Les leçons oubliées d’Abdelkader

Chronique livresque. D’abord une précision : nous ne parlons pas d’Abdelkader du fameux tube « Abdelkader ya Boualem » que certains interprètes, pourtant connus, prennent pour l’Émir aux deux prénoms : Abdelkader et Boualem alors que Boualem, dans ce cas-là, est un qualificatif signifiant porte-drapeau !

Le « Abdelkader ya Boualem » dont parle la chanson est le grand mystique Abdelkader Jilani, propagateur du soufisme dans le monde arabe et musulman. Dans cette anecdote, il y a malheureusement, en raccourci, tout le drame de l’Algérien d’aujourd’hui en mal de repères culturels et historiques. Il se cherche et ne se trouve pas, confondant l’ombre avec la lumière.

Ecartelé entre l’Occident et l’Orient, il a besoin de modèles pour se construire, pour grandir, pour s’affranchir des passions néfastes et destructrices. Le paysage cultuel, culturel et éducationnel algérien façonné par les chaines TV populistes et outrancières, sinistré par la promotion du bas de gamme et la démission de l’école, n’offre comme salut aux Algériens que la fuite, quitte à se jeter en mer, sinon  l’affairisme  dans ses côtés les plus noires : la corruption, le vol et la rapine.

Nécessité donc de revenir à notre source la plus pure, celle qui n’est pas encore charriée par les vicissitudes  de l’absence de projet sociétal pour une nation qui n’a pas encore fait son deuil des milles coups qu’elle a reçus tout au long de sa tumultueuse histoire.

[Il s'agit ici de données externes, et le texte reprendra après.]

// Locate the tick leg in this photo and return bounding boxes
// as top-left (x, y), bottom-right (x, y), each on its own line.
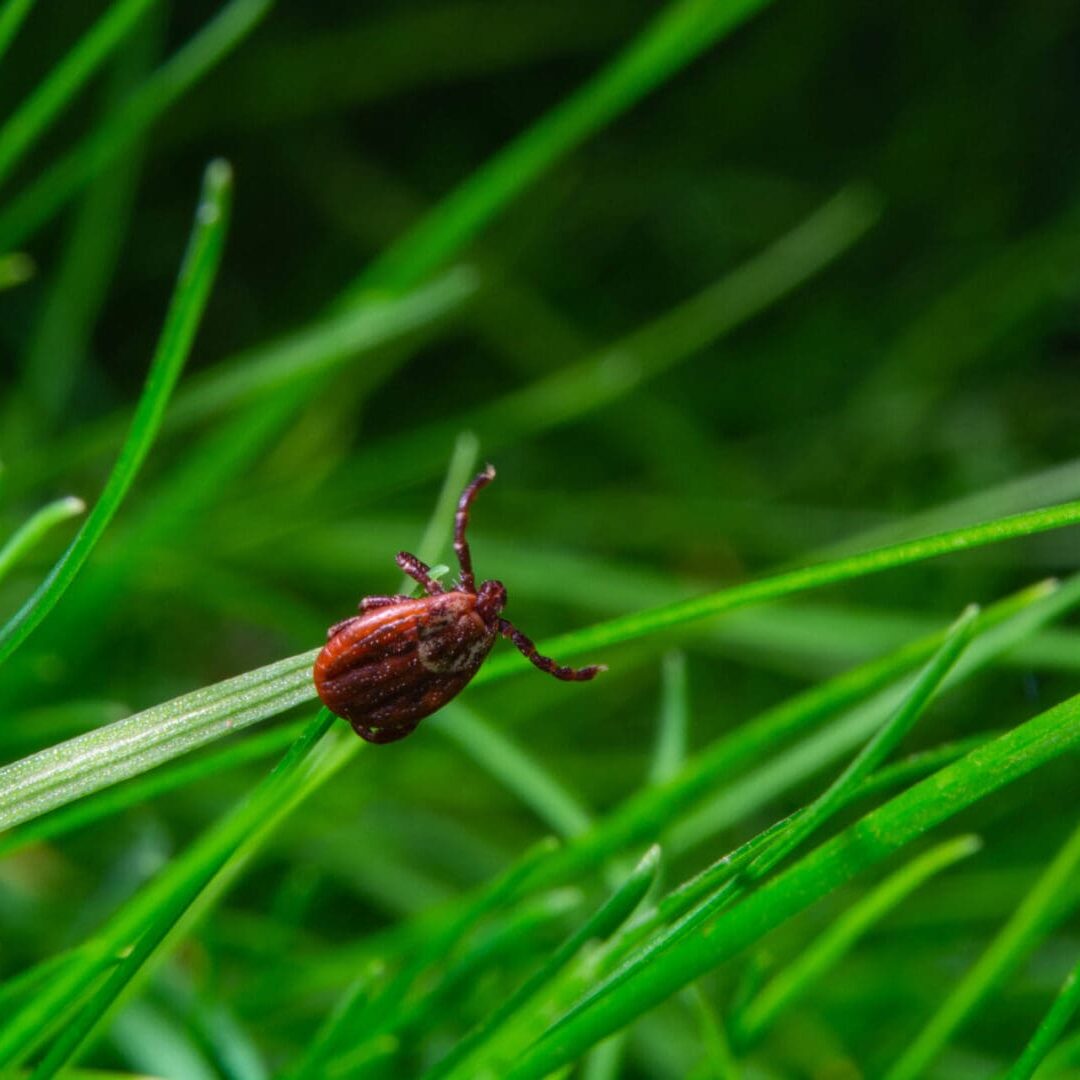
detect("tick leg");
top-left (454, 465), bottom-right (495, 593)
top-left (499, 619), bottom-right (607, 683)
top-left (396, 551), bottom-right (444, 596)
top-left (326, 617), bottom-right (363, 642)
top-left (357, 593), bottom-right (413, 611)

Retour aux sources ? C’est ce dont nous invite  un ouvrage  qui  vient nous rappeler, Dieu merci, que nous avons de l’or chez nous, une vraie valeur refuge qui ne demande qu’à être exploitée. Oui, « L’Émir Abdel-el-Kader, chevalier de la foi », de Mohamed-Cherif Sahli, est de ces ouvrages qu’il faut mettre de toute urgence entre les mains de tous les Algériens sans distinction d’âge ou de sexe. Il est question de valeurs et de leçons éternelles tirées de la vie d’un des plus illustres algériens.

Écrit en 1946, et réédité, depuis, plusieurs fois, cet essai, l’un des meilleurs sur Abdelkader, a rappelé à sa publication  à l’ordre colonial que le meilleur des hommes, l’homme du meilleur  dans ce qu’il a d’érudition, de force moral et d’élévation, n’est pas un savant ou un chef occidental, mais un Algérien qui a forcé l’admiration de tous ceux qui l’ont approché y compris ses ennemis, plutôt ses adversaires, pour rester sur la ligne de  l’Émir.

L’ouvrage du défunt nationaliste et érudit Sahli se découpe en quinze chapitres qui sont un véritable manuel de bonne conduite pour les hommes qui veulent s’accomplir et accomplir leur destin tout en regardant toujours haut. Le message est fortifiant : voilà ce qu’a fait dans telle situation difficile le fondateur de l’État algérien, essayez d’en faire de même, juste la moitié, et si on ne peut pas, juste le dixième, sinon  juste le centième. L’important est de marcher sur ses traces, car c’est en marchant qu’on se forme à l’exemple de Abdelkader.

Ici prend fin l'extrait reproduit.